Lukas Schleimer

Personal information
- Date of birth: 9 December 1999 (age 26)
- Place of birth: Trier, Germany
- Height: 1.84 m (6 ft 1⁄2 in)
- Position: Midfielder

Team information
- Current team: SV Wehen Wiesbaden
- Number: 7

Youth career
- 0000–2017: Mosella Schweich
- 2017–2018: 1. FC Nürnberg

Senior career*
- Years: Team / Apps / (Gls)
- 2018–2022: 1. FC Nürnberg II / 68 / (20)
- 2020–2021: → 1. FC Saarbrücken (loan) / 13 / (0)
- 2021–2025: 1. FC Nürnberg / 94 / (13)
- 2025–: SV Wehen Wiesbaden / 37 / (5)

= Lukas Schleimer =

German footballer

Lukas Schleimer (born 9 December 1999) is a German professional footballer who plays as a midfielder for club SV Wehen Wiesbaden.

==Career==
Schleimer played youth football with Mosella Schweich before joining 1. FC Nürnberg's under-19 team in 2017. He made his debut for 1. FC Nürnberg II in 2018, before signing his first professional contract with the club in June 2020, lasting until summer 2022.

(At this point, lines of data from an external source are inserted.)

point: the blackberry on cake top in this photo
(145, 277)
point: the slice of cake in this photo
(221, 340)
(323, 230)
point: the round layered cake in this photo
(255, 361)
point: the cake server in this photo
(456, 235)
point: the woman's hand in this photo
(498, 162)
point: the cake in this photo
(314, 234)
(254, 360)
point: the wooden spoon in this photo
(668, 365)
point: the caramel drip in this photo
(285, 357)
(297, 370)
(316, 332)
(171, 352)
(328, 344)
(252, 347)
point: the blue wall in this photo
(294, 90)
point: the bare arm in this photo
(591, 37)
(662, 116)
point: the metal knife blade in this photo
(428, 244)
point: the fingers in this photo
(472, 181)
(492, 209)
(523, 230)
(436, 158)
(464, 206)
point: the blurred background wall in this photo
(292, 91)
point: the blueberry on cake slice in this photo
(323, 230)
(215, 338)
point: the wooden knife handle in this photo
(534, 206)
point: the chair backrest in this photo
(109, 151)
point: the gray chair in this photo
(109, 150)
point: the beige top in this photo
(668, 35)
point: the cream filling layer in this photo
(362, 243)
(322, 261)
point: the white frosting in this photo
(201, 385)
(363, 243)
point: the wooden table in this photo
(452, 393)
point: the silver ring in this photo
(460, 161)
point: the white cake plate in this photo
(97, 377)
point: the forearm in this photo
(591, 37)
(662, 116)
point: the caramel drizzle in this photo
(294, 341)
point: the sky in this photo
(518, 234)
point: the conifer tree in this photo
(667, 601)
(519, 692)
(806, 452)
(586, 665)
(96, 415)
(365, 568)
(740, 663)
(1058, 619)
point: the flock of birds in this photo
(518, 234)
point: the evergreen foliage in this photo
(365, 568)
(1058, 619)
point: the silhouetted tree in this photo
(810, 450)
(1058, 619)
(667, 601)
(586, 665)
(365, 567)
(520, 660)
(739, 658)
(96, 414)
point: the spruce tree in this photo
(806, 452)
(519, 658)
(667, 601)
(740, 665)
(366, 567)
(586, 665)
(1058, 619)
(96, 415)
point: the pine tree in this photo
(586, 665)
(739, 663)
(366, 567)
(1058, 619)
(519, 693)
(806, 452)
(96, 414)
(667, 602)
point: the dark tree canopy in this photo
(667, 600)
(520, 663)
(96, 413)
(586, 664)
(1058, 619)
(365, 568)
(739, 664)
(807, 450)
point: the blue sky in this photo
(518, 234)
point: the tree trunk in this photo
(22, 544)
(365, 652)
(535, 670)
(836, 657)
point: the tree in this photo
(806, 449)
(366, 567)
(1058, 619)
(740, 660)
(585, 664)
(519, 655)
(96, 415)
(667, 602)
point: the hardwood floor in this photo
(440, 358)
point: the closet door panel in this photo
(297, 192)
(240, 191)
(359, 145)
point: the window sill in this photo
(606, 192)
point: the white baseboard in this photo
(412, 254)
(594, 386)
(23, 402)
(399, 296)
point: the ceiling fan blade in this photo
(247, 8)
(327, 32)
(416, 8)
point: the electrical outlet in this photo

On 5 October 2020, he joined 1. FC Saarbrücken on a season-long loan. He made his debut for the club on 18 October 2020, coming on as a substitute, before assisting both of Saarbrücken's goals in a 2–1 victory over SpVgg Unterhaching in the 3. Liga. He made 13 appearances whilst on loan at Saarbrücken.

Schleimer made his debut for Nürnberg's first-team on 17 September 2021, and provided the assist for the club's only goal of a 1–0 win over Hansa Rostock.

On 10 July 2025, Schleimer signed a three-season contract with SV Wehen Wiesbaden.